Is any major league team looking forward to the All-Star break more than the Cleveland Indians? Probably not. Talk about a team that could use some time off.
On June 24 the Indians were 10 games over .500 at 41-31. They were in second place in the AL Central, two games behind the division-leading White Sox.
Since July 24 the Indians’ record is 1-11. They will go into their game Thursday night vs. Kansas City with a record of 42-42, still in second place in the AL Central, but now eight games behind the White Sox.
The Indians have lost nine games in a row, and are closing in on the franchise record for longest losing streak, which is 12 games, set in 1931.
Their entire opening day starting rotation has missed most of the last month. Reigning Cy Young Award winner Shane Bieber has been on the injured list since June 14 with a strained shoulder. Aaron Civale, who, was leading the American League in wins with a record of 10-2, has been on the injured list since June 21 with a sprained middle finger on his pitching hand.
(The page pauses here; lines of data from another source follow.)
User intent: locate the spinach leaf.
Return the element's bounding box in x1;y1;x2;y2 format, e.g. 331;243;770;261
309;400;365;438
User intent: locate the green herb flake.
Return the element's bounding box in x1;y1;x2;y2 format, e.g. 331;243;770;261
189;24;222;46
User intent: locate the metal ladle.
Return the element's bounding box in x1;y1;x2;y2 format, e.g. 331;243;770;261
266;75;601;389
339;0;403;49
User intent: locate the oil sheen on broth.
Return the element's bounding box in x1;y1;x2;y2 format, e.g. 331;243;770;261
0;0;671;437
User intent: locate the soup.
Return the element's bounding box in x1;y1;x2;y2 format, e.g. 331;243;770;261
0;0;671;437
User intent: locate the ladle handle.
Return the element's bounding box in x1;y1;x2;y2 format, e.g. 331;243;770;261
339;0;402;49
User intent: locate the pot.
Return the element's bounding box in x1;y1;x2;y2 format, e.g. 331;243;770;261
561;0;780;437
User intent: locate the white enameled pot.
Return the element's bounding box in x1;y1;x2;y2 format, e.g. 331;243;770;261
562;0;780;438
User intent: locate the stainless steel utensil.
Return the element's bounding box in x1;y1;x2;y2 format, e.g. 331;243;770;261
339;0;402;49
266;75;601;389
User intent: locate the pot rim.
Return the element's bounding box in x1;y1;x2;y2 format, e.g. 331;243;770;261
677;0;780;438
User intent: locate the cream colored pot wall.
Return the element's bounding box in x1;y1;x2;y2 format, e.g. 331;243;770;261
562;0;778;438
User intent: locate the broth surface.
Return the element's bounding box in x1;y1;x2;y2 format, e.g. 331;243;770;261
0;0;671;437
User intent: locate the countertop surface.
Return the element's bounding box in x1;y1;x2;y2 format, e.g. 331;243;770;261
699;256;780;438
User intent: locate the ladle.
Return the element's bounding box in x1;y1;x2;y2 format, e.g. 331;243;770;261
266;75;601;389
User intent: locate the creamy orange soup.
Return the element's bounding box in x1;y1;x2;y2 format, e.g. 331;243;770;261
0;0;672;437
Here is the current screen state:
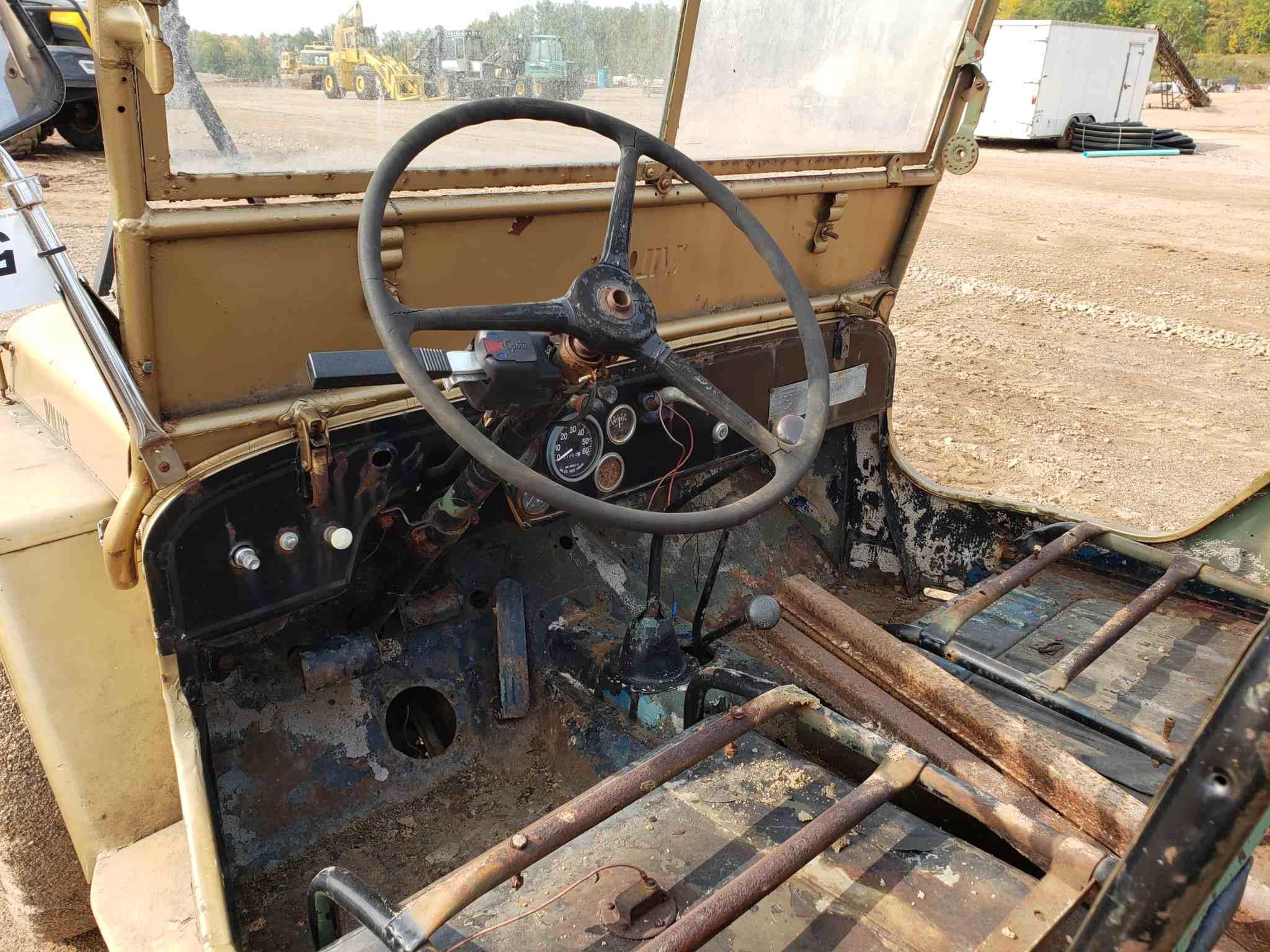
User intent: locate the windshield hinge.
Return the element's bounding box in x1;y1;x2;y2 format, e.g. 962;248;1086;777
94;0;174;97
278;400;330;509
952;32;983;69
887;155;904;188
812;192;850;255
941;64;988;175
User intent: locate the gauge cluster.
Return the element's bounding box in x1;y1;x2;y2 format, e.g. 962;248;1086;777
507;374;749;526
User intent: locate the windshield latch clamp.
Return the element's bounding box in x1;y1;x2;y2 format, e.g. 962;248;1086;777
280;400;330;509
812;192;850;255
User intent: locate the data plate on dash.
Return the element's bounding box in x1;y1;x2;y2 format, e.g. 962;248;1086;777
767;363;869;420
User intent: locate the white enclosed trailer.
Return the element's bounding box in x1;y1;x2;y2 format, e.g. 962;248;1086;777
975;20;1157;138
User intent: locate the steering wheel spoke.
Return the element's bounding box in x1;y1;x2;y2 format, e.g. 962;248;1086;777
600;146;642;271
396;303;573;334
642;337;784;456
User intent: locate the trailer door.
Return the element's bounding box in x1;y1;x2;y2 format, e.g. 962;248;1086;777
1115;41;1147;122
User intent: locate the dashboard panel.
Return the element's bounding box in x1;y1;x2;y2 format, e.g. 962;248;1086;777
142;321;894;650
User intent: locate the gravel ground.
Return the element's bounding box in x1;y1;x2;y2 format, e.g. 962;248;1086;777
0;91;1270;952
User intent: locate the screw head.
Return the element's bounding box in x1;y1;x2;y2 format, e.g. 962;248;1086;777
773;414;806;446
745;596;781;631
322;526;353;550
230;546;260;573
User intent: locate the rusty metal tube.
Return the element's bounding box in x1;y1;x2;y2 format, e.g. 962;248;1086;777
797;707;1108;870
642;751;926;952
1037;556;1202;690
683;665;1108;870
778;575;1147;852
399;685;820;935
922;522;1106;642
1091;532;1270;604
750;622;1080;848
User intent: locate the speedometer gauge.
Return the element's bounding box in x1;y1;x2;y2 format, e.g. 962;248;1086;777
546;416;605;482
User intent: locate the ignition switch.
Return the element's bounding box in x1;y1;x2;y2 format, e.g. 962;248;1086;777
458;330;564;410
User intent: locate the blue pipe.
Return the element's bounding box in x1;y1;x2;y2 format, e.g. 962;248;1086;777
1082;149;1183;159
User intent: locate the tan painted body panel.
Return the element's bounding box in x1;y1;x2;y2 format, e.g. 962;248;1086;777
0;301;130;503
142;183;913;418
0;403;114;557
0;522;180;878
93;822;202;952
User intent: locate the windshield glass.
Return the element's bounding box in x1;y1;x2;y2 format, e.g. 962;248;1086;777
676;0;972;159
161;0;972;173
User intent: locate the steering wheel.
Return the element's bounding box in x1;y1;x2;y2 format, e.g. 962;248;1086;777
357;99;829;534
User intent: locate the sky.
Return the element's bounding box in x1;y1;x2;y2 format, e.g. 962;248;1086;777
180;0;665;34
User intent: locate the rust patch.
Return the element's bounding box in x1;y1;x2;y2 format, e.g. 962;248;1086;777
399;583;464;630
779;576;1147;853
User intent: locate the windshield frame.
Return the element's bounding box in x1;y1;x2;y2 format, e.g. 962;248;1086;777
137;0;998;202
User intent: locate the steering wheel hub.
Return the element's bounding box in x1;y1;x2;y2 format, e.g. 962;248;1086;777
600;284;635;321
357;99;829;533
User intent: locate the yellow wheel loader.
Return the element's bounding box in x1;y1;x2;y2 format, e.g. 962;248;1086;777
321;2;424;102
0;0;1270;952
278;43;332;89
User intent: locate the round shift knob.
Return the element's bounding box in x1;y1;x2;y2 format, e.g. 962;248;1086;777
745;596;781;631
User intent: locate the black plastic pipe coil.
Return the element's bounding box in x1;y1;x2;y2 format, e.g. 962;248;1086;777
1070;122;1195;155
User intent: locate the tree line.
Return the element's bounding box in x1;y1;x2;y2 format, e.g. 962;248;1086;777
189;0;1270;86
189;0;680;80
997;0;1270;57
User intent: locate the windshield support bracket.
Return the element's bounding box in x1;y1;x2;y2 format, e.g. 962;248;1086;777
97;0;175;97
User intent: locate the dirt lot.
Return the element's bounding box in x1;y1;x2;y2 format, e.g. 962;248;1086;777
0;86;1270;950
0;86;1270;538
892;90;1270;528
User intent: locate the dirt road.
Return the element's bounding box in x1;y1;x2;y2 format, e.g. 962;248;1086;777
0;84;1270;952
892;90;1270;528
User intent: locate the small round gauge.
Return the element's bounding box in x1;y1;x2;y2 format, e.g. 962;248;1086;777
605;403;639;447
546;416;605;482
521;493;550;519
596;453;626;493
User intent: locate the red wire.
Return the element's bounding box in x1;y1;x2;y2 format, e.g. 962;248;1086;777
645;394;692;509
665;406;697;509
446;863;649;952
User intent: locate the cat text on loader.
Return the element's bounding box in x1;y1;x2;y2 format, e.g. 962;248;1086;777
321;4;423;102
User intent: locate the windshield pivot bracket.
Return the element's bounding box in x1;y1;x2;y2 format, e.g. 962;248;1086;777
94;0;175;97
812;192;851;255
280;400;330;509
952;30;983;69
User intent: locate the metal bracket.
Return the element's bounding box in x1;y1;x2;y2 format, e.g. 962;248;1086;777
380;226;405;274
644;162;674;195
278;400;330;509
943;64;988;175
952;30;983;69
975;837;1105;952
887;155;904;188
812;192;851;255
833;291;877;321
93;0;175;95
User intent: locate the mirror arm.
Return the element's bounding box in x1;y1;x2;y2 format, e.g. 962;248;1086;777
0;148;185;487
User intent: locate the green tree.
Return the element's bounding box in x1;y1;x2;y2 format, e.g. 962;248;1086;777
1147;0;1208;57
189;29;226;74
1237;0;1270;53
1106;0;1150;27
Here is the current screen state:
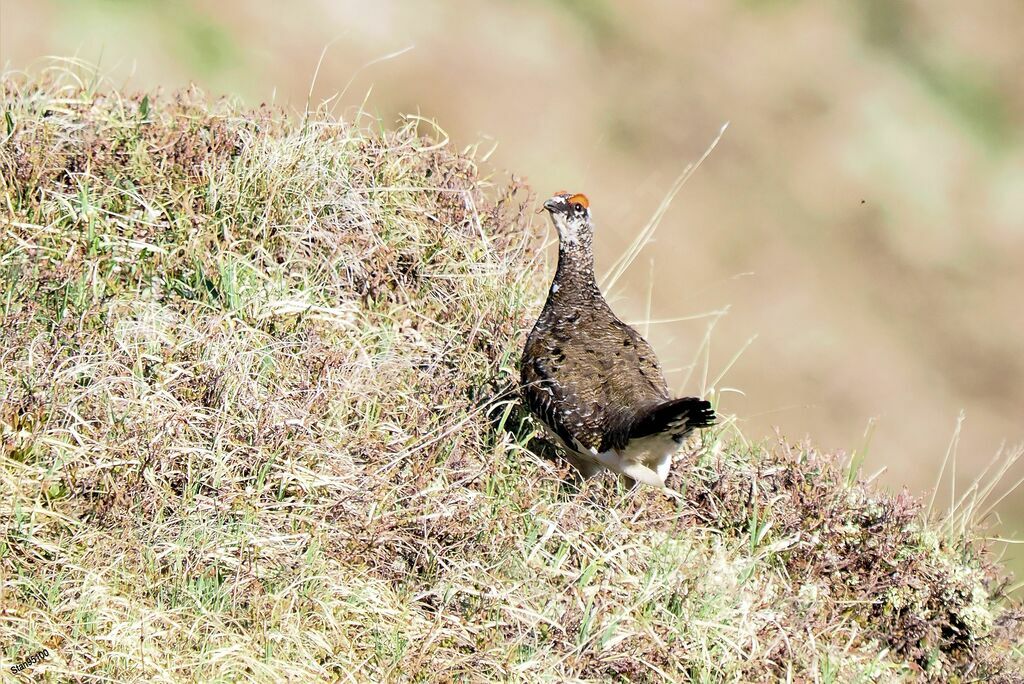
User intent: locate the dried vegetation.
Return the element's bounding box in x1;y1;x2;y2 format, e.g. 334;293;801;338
0;68;1024;682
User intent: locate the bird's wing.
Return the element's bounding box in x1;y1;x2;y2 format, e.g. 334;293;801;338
522;316;669;453
522;335;604;452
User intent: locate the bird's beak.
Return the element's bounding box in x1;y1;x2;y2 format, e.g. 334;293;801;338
544;195;565;211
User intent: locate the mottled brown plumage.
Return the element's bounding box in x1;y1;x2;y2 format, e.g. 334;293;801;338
521;193;715;487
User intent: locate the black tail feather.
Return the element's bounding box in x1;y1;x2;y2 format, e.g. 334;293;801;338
630;396;715;439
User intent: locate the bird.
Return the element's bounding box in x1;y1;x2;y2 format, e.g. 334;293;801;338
520;190;716;497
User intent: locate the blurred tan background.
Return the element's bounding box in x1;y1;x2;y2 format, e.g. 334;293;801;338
0;0;1024;567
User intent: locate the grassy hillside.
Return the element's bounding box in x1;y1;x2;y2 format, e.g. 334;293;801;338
0;72;1024;682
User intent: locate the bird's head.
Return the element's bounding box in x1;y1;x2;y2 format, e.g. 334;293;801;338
544;190;594;248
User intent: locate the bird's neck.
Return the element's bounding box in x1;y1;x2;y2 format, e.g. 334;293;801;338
551;243;601;297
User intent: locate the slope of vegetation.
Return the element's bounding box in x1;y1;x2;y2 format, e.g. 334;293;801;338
0;71;1024;682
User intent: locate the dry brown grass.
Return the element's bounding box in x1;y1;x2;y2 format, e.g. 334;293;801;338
0;63;1022;682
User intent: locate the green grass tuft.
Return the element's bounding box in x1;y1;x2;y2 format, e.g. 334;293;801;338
0;62;1024;682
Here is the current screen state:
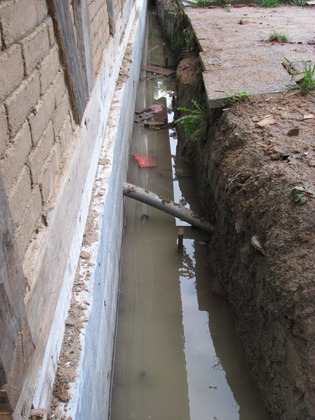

Thursday night, Zach Plesac, the third member of Cleveland’s Big Three, is scheduled to make his first start since late May, when he was placed on the injured list with a fractured thumb.
Right fielder Josh Naylor recently had season-ending surgery following a gruesome leg injury. Catcher Roberto Perez recently returned to the lineup after missing two months with a broken finger. Cleanup hitter Franmil Reyes missed six weeks with a strained oblique.
They’re not even to the all-star break yet and the Indians have already used 43 players, including 21 pitchers, of which almost half of them (10) have started games.
“It’s been a continuing theme for us the last 15 or 16 months, which is being adaptable and flexible,” said Indians president Chris Antonetti. “Every day we’re having to adapt to a new set of circumstances. What we do when these things happen is come together and try to figure out what’s in front of us and how do we overcome the challenges that we have.”
Right now, Antonetti’s pockets are full of challenges.
Not even the magic touch of Manager Terry Francona, who has gotten votes for the American League Manager of the Year Award in five of his eight years in Cleveland, and won the award twice, has been able to halt the parade of injuries, and the recent parade of losses.
“This is a rough time for us,” said Francona, after the doubleheader loss in Tampa Bay on Wednesday in which the Indians were out-hit 14-4 and outscored 12-1.
For most of the last few weeks Francona and pitching coach Carl Willis don’t know who their next day’s starting pitcher will be until the current day’s game is over.
“What we do when those things happen is come together and try to figure out what’s in front of us and how do we overcome the challenges that we have,” Antonetti said. “There’s a lot of dialogue with Tito, his coaching staff, and members of the front office to try to figure things out.”
There’s been a lot to figure out for Indians officials this season, which started with them trying to construct the best roster possible with the major league’s lowest payroll. Throw in a boatload of injuries, and the figuring out gets even harder.
“It’s been a balancing act. We are patchworking, trying to get through that day or that night’s game,” Antonetti said. “But we do have to be somewhat mindful of what the next few days might bring because if we don’t have enough pitching options to get through the next few days, that wouldn’t be ideal either. So it’s a combination of how do we get through today, but also how do we get through the next few days.”
Getting Bieber, Civale and Plesac back taking regular turns in the rotation will be a big help in righting the ship, but Antonetti said the Indians will be monitoring events leading to the July 30 trade deadline. The last two spots in Cleveland’s rotation remain a black hole.
“If there are some opportunities to add to the group we have, great,” he said. “Getting guys back like Bieber and Civale will be a great lift to our team. But those guys returning won’t impact our desire to add pitching to our organization. As far as looking for pitching, whether we’re able to do that, and whether opportunities present themselves, that’s hard to forecast. But I anticipate we’ll be active on that front.”